The reason for this huge live service push is most evident in the update’s biggest addition: Battlefield REDSEC, a free-to-play, standalone battle royale mode that shares progression with the main game. I interpret these live service trappings as existing primarily for the REDSEC players, who might be inclined to purchase the full game one day with the knowledge they could retain their weapons and cosmetics acquired. But these elements also work to the main game’s detriment. Their presence further clutters the already messy UI, and it feels like the game is constantly trying to sell you stuff — understandable and expected in a free-to-play title, irritating and insulting in something that already demands a $70 entry fee.

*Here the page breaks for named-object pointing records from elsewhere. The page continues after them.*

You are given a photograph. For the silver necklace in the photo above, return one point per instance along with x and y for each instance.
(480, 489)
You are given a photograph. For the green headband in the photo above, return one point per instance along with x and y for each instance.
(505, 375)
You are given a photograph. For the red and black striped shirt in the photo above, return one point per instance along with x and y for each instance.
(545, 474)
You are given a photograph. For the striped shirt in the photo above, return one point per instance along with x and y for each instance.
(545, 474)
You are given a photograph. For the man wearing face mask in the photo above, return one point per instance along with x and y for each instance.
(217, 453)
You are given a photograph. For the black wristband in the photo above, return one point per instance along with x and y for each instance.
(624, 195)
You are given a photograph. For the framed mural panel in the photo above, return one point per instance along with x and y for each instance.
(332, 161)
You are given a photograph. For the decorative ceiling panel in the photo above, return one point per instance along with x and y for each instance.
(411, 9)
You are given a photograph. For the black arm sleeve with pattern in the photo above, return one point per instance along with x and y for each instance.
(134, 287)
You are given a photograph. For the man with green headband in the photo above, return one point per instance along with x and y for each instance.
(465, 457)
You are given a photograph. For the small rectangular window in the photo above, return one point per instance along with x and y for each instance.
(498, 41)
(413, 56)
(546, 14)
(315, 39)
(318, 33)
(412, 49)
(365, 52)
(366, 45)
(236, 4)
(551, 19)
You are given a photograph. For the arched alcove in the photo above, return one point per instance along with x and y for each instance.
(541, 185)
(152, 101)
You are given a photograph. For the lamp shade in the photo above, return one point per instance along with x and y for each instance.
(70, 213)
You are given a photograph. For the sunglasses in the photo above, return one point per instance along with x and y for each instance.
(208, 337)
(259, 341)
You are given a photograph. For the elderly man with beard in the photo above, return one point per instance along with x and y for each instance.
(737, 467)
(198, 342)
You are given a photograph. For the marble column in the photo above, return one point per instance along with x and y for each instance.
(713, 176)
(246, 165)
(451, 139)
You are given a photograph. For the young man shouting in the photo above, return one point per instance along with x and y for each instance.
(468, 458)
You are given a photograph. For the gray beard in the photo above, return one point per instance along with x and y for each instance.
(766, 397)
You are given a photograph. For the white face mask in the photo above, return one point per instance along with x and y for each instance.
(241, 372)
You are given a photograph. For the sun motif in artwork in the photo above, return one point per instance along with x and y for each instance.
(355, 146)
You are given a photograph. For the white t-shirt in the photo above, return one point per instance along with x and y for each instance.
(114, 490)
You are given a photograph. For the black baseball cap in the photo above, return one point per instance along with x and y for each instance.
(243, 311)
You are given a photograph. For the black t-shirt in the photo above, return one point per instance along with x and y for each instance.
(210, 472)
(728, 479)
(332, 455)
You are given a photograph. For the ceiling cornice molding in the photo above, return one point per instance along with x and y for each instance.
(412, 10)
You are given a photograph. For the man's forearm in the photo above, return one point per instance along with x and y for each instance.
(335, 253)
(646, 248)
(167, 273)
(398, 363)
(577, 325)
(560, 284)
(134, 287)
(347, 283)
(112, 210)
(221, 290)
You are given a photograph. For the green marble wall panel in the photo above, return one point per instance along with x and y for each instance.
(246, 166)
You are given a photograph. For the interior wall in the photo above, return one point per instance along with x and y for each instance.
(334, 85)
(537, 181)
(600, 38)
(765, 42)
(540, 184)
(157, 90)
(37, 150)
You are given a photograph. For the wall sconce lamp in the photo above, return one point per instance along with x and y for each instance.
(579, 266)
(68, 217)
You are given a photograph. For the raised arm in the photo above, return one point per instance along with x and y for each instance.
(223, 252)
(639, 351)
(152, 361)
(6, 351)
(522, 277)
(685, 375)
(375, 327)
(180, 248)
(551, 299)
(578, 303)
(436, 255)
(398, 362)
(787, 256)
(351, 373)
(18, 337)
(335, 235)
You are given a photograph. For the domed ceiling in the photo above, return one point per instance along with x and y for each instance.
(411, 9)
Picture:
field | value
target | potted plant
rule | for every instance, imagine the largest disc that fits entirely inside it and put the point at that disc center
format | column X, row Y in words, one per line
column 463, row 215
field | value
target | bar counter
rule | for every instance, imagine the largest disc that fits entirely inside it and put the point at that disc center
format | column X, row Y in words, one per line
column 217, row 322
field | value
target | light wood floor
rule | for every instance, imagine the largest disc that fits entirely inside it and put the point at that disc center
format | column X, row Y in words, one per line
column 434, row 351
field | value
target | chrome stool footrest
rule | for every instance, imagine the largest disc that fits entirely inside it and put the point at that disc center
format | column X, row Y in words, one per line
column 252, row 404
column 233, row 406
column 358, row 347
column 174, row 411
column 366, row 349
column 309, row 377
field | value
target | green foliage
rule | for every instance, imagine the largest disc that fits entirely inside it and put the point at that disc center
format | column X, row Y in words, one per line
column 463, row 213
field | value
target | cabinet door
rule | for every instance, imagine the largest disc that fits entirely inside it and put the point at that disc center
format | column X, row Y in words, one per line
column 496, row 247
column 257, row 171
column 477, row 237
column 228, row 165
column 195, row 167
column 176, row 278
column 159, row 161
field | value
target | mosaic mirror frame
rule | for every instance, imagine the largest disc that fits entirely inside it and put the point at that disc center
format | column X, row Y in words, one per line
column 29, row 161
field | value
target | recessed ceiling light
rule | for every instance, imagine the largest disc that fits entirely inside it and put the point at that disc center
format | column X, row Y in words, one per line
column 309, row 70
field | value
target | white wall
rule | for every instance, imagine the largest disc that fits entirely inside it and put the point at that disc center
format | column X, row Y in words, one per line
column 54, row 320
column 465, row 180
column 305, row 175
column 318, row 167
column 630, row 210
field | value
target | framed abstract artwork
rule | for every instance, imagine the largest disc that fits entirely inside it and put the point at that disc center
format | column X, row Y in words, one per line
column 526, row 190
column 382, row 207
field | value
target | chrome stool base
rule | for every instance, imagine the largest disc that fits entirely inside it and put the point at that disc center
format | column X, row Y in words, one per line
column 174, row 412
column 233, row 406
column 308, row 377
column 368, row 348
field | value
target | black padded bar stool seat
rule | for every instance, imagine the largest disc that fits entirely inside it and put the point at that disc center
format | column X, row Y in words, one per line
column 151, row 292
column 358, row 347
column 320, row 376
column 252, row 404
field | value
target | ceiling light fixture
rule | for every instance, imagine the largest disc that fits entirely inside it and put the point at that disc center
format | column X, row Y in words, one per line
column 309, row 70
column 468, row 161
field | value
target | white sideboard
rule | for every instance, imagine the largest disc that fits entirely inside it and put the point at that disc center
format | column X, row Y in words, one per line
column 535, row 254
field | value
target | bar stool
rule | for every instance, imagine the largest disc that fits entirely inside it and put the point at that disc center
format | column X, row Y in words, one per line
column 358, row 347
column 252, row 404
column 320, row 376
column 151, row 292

I’d be remiss to act like Battlefield is the only AAA series charging its player base big money up front followed by seasonal requests for incremental payments; this is sort of the industry norm now. That said, some norms are pretty bad, and it’s worth considering whether the industry is worse off for embracing them.
Battlefield 6 is a great time — for now. When I go to boot it up, I actively look forward to immersing myself in its battles, playing any role that I can in the hopes of pulling out a win. But everything I love about this latest entry can be found in the prior games. There’s nothing particularly innovative about it, which reads to me as a risk-averse decision made in the wake of the PR nightmare that was 2042. The game has only been out for about a month now, and the true test of its quality will come in the months, ideally years, following its release — how it’s supported, its post-launch content, and its coexistence with REDSEC. Will players still flock to it six months from now?
The quality of a multiplayer game is more fluid than ever nowadays as time goes on. But at this point in time, Battlefield 6 is a pretty enjoyable game, and I hope it stays that way. However, I also hope EA doesn’t take its broadly positive reception so far as a sign that reaching the standard is as sufficient or desirable as raising it.